Nel giugno 2021 l’Unione europea ha adottato la “Strategia per l’adattamento ai cambiamenti climatici”. In premessa viene affermato che “arrestare tutte le emissioni di gas a effetto serra comunque non impedirebbe gli effetti dei cambiamenti climatici che sono già in atto e che proseguiranno per decenni, anche nel caso in cui gli sforzi globali ed europei per ridurre le emissioni di gas a effetto serra dovessero risultare efficaci”.

La CO2 misurata al Mauna Loa Atmospheric Baseline Observatory della Agenzia governativa degli Usa (Noaa) ha raggiunto in aprile 2023 425 parti per milione. Il dato conferma il trend di crescita costante negli ultimi 60 anni (nel 1960 310 ppm). “I livelli di CO2 sono ora paragonabili al Pliocene Climatic Optimum, tra 4,1 e 4,5 milioni di anni fa, quando erano vicini o superiori a 400 ppm.

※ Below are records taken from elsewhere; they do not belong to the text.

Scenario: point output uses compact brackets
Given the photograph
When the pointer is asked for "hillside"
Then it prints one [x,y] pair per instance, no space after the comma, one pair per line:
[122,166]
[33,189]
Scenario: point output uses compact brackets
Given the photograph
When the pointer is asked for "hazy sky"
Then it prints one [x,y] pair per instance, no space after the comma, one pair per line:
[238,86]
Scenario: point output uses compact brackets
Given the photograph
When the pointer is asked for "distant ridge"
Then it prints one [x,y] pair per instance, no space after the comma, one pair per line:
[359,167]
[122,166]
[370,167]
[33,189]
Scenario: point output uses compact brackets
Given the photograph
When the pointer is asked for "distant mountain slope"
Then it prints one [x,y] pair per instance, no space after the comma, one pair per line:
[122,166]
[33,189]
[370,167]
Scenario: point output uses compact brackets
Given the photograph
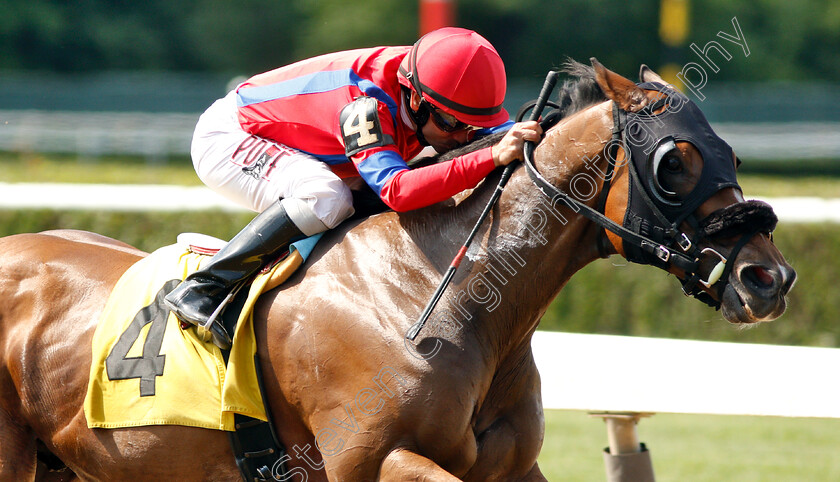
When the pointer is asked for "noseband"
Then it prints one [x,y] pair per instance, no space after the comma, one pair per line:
[651,231]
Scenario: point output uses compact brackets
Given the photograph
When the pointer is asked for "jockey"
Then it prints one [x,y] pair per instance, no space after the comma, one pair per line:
[287,142]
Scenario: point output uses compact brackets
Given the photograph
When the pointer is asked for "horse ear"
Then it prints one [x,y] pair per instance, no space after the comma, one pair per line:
[623,91]
[646,74]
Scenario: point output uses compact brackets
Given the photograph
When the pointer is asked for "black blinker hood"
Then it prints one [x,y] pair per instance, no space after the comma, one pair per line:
[681,120]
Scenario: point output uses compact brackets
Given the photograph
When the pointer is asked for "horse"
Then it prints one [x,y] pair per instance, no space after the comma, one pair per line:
[351,395]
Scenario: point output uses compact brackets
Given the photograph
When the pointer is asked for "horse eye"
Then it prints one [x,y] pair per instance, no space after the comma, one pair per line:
[672,163]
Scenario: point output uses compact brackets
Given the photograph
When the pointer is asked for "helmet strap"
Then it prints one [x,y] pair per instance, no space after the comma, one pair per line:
[419,116]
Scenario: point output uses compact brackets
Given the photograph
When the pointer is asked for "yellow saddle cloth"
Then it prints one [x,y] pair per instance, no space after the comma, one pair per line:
[146,370]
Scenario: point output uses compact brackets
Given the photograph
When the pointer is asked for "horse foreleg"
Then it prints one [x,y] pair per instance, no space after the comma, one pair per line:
[403,464]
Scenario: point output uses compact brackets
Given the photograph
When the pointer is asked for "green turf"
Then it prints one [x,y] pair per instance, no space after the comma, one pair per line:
[699,448]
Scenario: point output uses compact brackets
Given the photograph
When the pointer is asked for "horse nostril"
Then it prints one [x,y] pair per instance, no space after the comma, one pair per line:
[761,277]
[790,278]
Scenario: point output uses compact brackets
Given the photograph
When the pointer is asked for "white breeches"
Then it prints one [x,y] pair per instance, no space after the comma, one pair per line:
[255,172]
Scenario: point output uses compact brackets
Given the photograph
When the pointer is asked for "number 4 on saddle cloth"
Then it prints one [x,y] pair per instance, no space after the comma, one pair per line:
[146,370]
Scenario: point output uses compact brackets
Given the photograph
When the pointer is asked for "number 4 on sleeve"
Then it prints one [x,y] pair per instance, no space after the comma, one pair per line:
[360,126]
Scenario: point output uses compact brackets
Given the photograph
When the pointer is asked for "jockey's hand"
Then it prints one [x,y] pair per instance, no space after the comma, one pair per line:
[512,145]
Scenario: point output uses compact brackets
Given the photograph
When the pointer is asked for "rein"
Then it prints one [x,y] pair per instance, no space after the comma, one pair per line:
[675,248]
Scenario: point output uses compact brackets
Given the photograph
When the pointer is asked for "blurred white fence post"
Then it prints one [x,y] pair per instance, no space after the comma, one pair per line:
[679,376]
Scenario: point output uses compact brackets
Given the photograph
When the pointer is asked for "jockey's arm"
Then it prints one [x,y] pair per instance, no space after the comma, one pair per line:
[404,189]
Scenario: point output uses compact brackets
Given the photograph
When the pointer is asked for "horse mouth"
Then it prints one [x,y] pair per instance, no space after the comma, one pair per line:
[756,294]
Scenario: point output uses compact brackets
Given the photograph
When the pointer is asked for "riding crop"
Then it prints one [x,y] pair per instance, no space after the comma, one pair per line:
[548,86]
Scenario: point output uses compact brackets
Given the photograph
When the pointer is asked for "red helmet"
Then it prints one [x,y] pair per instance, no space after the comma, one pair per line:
[459,72]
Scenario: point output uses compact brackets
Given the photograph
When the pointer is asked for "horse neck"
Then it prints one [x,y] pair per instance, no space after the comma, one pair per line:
[531,248]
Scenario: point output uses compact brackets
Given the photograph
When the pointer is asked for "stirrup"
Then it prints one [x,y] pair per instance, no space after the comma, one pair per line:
[220,336]
[217,334]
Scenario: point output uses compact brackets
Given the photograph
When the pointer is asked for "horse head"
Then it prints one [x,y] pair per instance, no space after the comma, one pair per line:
[671,181]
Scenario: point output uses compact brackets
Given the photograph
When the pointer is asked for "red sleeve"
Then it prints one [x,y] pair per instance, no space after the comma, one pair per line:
[417,188]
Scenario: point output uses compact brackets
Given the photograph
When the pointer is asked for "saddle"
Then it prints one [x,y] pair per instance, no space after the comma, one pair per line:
[146,368]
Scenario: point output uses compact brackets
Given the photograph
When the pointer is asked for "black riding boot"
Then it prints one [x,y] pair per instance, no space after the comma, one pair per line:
[198,296]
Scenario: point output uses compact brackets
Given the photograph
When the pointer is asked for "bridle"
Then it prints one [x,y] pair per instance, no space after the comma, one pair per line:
[651,232]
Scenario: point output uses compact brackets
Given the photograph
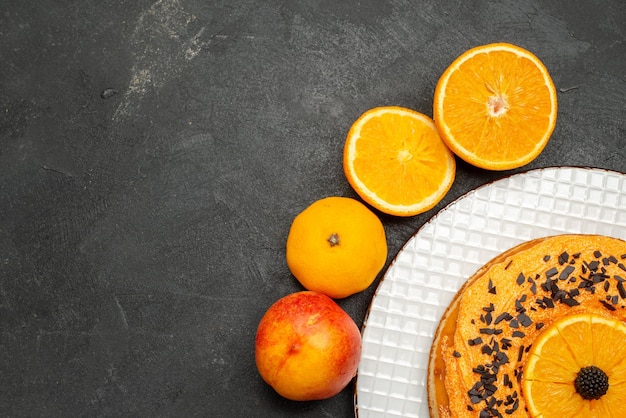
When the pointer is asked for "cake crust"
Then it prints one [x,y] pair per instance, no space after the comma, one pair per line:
[480,345]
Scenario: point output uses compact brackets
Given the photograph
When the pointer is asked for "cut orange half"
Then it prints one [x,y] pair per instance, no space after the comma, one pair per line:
[396,161]
[577,368]
[495,106]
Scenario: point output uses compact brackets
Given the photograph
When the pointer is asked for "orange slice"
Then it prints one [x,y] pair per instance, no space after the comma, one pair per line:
[496,107]
[396,161]
[554,380]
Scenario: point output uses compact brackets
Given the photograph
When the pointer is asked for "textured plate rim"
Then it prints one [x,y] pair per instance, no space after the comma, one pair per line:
[434,219]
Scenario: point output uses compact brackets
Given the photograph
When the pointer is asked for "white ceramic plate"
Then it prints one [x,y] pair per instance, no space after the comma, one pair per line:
[436,261]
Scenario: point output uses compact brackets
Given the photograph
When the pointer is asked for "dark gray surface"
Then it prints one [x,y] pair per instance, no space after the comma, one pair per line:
[142,235]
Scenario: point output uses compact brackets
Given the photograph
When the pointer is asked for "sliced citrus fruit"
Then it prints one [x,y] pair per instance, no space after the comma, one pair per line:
[396,161]
[495,106]
[576,368]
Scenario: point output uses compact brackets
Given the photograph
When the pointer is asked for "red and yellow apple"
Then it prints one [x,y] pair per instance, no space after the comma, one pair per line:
[307,347]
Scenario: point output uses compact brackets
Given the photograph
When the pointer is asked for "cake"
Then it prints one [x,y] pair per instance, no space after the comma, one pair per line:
[482,342]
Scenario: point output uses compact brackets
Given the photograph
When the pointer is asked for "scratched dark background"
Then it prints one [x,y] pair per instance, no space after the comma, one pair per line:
[154,153]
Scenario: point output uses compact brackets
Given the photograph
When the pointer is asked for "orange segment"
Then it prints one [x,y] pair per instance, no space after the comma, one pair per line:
[396,161]
[558,355]
[495,106]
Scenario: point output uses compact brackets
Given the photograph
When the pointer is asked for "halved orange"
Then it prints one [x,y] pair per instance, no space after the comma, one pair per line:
[396,161]
[577,368]
[495,106]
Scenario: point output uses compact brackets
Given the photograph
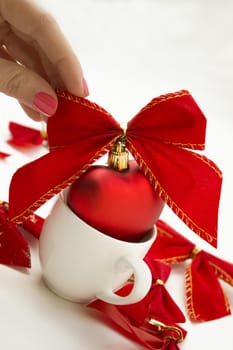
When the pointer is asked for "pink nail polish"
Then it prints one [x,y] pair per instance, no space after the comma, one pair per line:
[45,103]
[85,87]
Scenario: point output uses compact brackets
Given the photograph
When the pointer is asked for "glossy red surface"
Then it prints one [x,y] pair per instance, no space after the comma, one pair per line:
[120,204]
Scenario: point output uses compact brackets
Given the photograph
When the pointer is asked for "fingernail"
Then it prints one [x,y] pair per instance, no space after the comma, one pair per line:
[45,103]
[85,87]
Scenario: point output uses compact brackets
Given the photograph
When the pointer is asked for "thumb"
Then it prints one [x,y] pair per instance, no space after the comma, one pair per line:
[33,92]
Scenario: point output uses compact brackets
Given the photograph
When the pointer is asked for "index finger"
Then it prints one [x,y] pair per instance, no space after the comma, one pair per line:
[42,28]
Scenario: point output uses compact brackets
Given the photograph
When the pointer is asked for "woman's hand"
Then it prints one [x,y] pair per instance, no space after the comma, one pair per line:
[35,57]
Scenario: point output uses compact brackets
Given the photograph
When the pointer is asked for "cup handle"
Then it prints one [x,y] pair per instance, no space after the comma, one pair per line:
[142,283]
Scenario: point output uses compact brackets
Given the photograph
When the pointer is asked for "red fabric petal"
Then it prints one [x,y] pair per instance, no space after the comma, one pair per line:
[33,225]
[24,135]
[14,250]
[222,268]
[204,295]
[170,246]
[4,155]
[157,303]
[158,269]
[151,337]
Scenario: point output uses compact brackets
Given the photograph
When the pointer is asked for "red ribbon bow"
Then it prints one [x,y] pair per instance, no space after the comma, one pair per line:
[158,137]
[205,298]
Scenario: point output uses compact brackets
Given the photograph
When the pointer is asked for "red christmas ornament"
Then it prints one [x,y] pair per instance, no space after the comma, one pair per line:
[118,200]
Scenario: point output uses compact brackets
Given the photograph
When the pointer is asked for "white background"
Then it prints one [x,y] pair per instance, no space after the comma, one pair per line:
[131,51]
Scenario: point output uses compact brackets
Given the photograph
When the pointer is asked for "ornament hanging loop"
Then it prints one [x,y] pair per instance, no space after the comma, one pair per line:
[118,157]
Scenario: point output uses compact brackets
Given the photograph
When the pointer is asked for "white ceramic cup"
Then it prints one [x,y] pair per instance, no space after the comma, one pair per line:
[80,264]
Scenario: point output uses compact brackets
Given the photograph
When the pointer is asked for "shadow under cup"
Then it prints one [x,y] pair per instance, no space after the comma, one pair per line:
[79,263]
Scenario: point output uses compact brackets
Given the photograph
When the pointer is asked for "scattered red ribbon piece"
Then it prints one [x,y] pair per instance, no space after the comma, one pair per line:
[152,334]
[24,135]
[159,137]
[14,249]
[4,155]
[158,303]
[205,297]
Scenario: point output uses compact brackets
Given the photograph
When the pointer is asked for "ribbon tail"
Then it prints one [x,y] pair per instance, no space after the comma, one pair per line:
[35,183]
[222,268]
[162,306]
[170,246]
[205,298]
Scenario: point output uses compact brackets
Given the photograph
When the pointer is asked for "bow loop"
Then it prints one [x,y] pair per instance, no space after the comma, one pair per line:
[173,119]
[158,137]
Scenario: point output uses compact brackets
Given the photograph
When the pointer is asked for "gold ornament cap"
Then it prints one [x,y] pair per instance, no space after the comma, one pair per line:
[118,157]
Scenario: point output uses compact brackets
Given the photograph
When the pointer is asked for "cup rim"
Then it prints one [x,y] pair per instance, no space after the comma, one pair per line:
[150,234]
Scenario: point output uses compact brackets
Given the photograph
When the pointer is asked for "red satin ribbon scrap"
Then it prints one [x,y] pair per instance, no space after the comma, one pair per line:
[162,137]
[14,249]
[153,334]
[4,155]
[157,304]
[205,297]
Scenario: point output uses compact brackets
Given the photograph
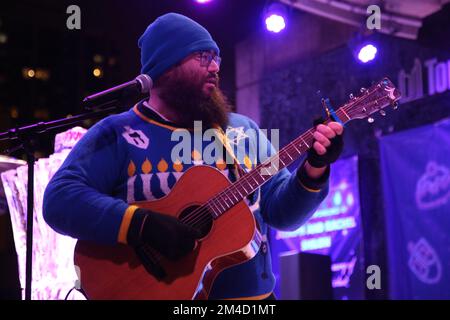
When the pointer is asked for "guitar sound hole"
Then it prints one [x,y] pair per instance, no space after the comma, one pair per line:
[200,219]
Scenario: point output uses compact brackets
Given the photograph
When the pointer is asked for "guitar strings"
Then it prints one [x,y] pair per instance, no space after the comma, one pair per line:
[203,213]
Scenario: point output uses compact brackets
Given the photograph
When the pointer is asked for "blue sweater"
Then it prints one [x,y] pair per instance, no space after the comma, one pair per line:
[127,157]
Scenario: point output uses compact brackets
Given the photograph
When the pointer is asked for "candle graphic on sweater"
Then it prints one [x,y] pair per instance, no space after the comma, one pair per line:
[163,176]
[178,169]
[196,158]
[146,178]
[130,183]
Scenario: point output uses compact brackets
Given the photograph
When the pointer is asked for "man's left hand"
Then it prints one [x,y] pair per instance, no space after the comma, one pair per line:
[327,147]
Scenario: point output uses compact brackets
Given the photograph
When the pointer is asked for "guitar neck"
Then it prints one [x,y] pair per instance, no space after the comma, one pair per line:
[263,172]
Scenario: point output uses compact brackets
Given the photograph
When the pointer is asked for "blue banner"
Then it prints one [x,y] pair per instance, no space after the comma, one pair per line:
[334,230]
[416,182]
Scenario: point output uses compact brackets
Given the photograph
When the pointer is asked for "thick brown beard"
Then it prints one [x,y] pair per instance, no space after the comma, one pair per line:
[184,94]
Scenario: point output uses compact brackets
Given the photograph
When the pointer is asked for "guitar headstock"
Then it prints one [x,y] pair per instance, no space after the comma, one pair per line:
[371,100]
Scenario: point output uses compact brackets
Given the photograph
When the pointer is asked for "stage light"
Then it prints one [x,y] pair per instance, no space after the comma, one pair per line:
[275,17]
[97,72]
[367,53]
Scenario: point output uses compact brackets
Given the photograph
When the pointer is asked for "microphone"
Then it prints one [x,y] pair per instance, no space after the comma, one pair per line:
[141,84]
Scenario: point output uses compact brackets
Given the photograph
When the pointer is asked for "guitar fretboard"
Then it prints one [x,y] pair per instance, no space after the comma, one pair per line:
[263,172]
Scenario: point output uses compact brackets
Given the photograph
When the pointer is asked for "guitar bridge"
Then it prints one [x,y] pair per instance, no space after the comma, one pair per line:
[150,261]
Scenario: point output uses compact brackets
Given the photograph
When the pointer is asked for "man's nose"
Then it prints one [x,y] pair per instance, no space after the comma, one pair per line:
[213,67]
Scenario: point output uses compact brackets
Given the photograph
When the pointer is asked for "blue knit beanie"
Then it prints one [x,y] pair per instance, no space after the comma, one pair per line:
[168,40]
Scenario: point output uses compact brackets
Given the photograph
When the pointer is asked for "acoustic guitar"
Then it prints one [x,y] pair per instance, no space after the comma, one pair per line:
[217,208]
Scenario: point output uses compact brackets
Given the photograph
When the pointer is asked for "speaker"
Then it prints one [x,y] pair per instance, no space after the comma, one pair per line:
[305,276]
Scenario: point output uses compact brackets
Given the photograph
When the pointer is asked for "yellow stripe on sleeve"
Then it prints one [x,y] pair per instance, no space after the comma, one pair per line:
[125,225]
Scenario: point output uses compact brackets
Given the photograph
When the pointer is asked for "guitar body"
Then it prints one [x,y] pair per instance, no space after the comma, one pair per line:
[116,272]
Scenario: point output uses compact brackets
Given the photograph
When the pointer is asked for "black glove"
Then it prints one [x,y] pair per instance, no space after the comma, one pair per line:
[334,150]
[166,234]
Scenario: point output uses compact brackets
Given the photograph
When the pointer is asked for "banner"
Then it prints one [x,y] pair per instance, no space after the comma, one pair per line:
[416,182]
[335,229]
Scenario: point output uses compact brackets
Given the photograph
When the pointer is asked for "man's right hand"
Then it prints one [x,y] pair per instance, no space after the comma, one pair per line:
[169,236]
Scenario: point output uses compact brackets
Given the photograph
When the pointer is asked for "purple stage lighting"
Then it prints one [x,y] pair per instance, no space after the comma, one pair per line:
[275,17]
[367,53]
[275,23]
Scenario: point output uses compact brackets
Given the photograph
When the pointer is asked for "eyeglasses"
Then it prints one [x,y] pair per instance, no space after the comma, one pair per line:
[205,58]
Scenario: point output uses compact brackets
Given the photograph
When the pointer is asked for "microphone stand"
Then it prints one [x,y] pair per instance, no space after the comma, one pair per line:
[25,136]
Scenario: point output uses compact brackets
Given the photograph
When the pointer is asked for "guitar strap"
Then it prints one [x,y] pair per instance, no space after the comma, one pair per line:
[237,169]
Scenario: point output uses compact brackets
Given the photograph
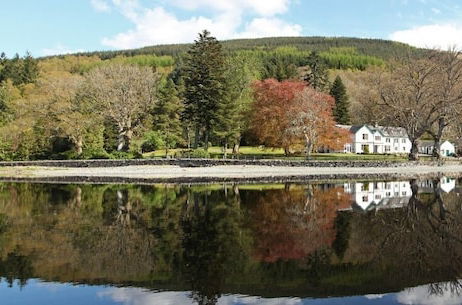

Durante quel periodo, il livello del mare era compreso tra 5 e 25 metri più alto di quello attuale, e grandi foreste occupavano l’odierna tundra artica”, ha affermato l’amministratore della Noaa, Rick Spinrad.

Niente paura, “i cambiamenti climatici sono un fenomeno ciclico”, ripetono in questi giorni alcuni esperti titolati climatologi.

Ma sarebbe utile ricordare che nel Pliocene la pianura padana era sotto acqua, ed eravamo – nella linea evolutiva- alla fase dell’Australopithecus.

Oggi siamo nell’Anthropocene, 8 miliardi di umani, abitiamo le pianure e le zone costiere. Forse non sarebbe male ridurre, o almeno rallentare, la crescita della CO2 in atmosfera. E adattare i nostri territori al clima che cambia.